LSC's Office of Inspector General conducted the investigation that led to the prosecution of the employee. The program's executive director reported to LSC's OIG after learning of possible wrongdoing. LSC has been informed that the former employee has paid back the stolen funds to the program.
The Practising Law Institute, a non-profit organization dedicated to providing affordable continuing legal education (CLE) to lawyers, is continuing to offer free memberships to all attorneys at LSC-funded legal aid programs.
Members will have unlimited access to the Institute's "CLE Now" web-based and audio trainings, including those that have been archived. Many of the trainings provide CLE credit.
To take advantage of this offer, program attorneys must individually express their interest by completing an online application, available here: https://www.surveymonkey.com/s/GD3BFSL.
Attorneys who registered in 2009 must register again to continue their memberships. Applications must be submitted no later than May 14.
Legal aid is about helping ordinary people with real-life problems. Client stories illustrate the day-to-day struggles-and victories-of poor Americans seeking justice under law.
In Their Own Words: Clients Tell How Legal Aid Changed their Lives
LSC is posting videos on its website featuring clients of LSC-funded programs describing how legal aid changed their lives.
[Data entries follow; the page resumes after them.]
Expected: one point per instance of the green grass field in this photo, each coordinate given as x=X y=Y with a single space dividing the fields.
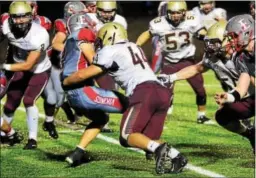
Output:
x=208 y=147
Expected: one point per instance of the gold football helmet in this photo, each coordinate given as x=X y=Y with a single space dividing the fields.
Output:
x=20 y=16
x=106 y=10
x=176 y=11
x=110 y=34
x=206 y=6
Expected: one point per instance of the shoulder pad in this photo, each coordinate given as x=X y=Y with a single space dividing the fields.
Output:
x=60 y=26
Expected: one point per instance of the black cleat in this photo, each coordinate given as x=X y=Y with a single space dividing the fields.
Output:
x=204 y=120
x=50 y=127
x=32 y=144
x=149 y=156
x=163 y=161
x=107 y=129
x=251 y=137
x=4 y=139
x=76 y=158
x=15 y=138
x=178 y=163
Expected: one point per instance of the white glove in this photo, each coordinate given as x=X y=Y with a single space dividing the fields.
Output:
x=165 y=79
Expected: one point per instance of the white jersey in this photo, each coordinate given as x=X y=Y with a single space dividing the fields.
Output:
x=162 y=8
x=212 y=17
x=226 y=72
x=127 y=64
x=176 y=42
x=37 y=39
x=118 y=19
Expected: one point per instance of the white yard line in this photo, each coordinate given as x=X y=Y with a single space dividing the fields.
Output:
x=191 y=167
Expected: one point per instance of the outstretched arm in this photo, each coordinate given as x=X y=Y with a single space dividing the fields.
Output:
x=143 y=38
x=82 y=75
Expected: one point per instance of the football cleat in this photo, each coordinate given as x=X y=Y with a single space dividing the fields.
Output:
x=149 y=156
x=32 y=144
x=163 y=161
x=76 y=157
x=15 y=138
x=178 y=163
x=251 y=137
x=50 y=127
x=107 y=129
x=204 y=120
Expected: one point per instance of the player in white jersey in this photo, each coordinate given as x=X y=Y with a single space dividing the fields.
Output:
x=143 y=121
x=176 y=31
x=29 y=42
x=106 y=12
x=252 y=9
x=227 y=74
x=208 y=14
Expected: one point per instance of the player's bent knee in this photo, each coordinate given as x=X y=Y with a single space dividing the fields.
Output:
x=28 y=101
x=123 y=99
x=201 y=100
x=123 y=141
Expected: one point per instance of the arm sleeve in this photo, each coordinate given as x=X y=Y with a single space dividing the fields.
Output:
x=43 y=41
x=60 y=26
x=220 y=14
x=104 y=58
x=85 y=36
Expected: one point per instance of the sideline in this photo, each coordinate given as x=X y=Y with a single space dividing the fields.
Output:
x=191 y=167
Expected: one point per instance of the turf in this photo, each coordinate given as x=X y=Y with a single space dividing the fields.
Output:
x=207 y=146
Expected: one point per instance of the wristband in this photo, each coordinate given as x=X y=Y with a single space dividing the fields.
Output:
x=230 y=98
x=173 y=78
x=236 y=95
x=7 y=66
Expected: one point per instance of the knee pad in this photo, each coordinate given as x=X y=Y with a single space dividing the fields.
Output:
x=123 y=142
x=222 y=118
x=123 y=99
x=28 y=101
x=201 y=100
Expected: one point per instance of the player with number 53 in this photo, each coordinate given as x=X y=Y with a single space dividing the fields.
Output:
x=176 y=31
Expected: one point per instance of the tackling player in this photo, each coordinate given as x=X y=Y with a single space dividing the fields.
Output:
x=240 y=44
x=92 y=101
x=143 y=121
x=226 y=73
x=106 y=12
x=176 y=31
x=208 y=13
x=28 y=42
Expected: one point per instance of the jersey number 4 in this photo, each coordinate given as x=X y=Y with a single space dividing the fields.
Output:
x=138 y=59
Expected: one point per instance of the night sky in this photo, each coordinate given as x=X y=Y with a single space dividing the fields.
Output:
x=54 y=9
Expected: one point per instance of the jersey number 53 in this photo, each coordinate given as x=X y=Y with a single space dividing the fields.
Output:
x=174 y=44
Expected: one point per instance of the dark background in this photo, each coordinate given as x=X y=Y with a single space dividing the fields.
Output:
x=137 y=13
x=54 y=9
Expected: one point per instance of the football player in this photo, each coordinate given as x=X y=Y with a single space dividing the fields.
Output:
x=252 y=9
x=106 y=12
x=13 y=136
x=90 y=6
x=240 y=44
x=31 y=65
x=208 y=14
x=92 y=101
x=226 y=73
x=60 y=36
x=143 y=121
x=176 y=31
x=49 y=93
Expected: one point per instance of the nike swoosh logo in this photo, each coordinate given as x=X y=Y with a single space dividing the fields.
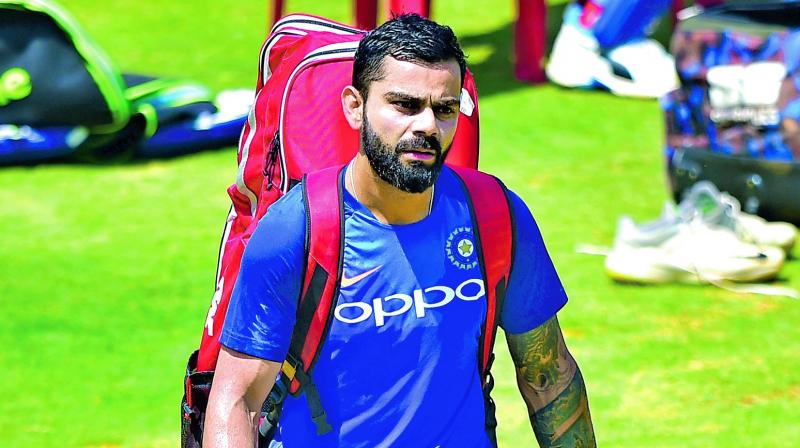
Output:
x=353 y=280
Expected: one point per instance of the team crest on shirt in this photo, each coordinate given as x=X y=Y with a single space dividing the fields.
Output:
x=461 y=249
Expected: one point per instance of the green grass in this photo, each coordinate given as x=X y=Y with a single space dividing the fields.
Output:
x=106 y=272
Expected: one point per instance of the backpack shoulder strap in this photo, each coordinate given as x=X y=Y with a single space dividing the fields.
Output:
x=491 y=213
x=323 y=270
x=493 y=233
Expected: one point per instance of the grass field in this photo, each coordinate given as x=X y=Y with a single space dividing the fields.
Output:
x=106 y=272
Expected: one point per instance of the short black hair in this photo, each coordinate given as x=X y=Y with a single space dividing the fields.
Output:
x=407 y=37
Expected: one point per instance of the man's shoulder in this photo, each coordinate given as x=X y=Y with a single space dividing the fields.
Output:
x=284 y=221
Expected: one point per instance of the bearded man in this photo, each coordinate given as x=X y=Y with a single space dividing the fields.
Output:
x=388 y=376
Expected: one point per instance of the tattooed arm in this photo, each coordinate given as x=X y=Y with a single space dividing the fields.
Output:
x=552 y=386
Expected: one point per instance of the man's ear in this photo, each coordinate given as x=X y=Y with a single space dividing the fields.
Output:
x=353 y=107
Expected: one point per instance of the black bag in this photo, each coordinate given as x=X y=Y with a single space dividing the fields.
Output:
x=735 y=120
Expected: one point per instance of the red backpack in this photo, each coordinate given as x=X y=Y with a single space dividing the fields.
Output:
x=297 y=127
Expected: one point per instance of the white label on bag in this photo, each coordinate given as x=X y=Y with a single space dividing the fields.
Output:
x=746 y=93
x=467 y=105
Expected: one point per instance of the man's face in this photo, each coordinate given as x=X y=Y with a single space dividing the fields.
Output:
x=409 y=122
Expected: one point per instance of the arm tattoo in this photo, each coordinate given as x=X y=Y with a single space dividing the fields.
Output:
x=552 y=386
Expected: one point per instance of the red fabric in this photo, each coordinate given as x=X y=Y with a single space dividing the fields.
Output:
x=365 y=14
x=397 y=7
x=493 y=219
x=530 y=41
x=305 y=102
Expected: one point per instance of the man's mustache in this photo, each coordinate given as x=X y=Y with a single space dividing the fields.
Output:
x=417 y=142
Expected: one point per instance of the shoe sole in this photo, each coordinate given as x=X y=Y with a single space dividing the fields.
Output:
x=626 y=269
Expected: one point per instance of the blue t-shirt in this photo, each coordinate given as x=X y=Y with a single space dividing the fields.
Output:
x=399 y=367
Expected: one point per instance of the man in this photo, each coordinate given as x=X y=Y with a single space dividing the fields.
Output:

This video from Legal Aid of Western Michigan features an elderly woman who entered into a housing contract she didn't understand and couldn't afford, a domestic violence survivor whose husband had her detained by immigration officials when she filed for a divorce, and a young mother whose former in-laws kidnapped her son.
"We make a big difference in people's lives because we're able to protect them against someone trying to take something away from them," says Staff Attorney Gregory Tasker in the video.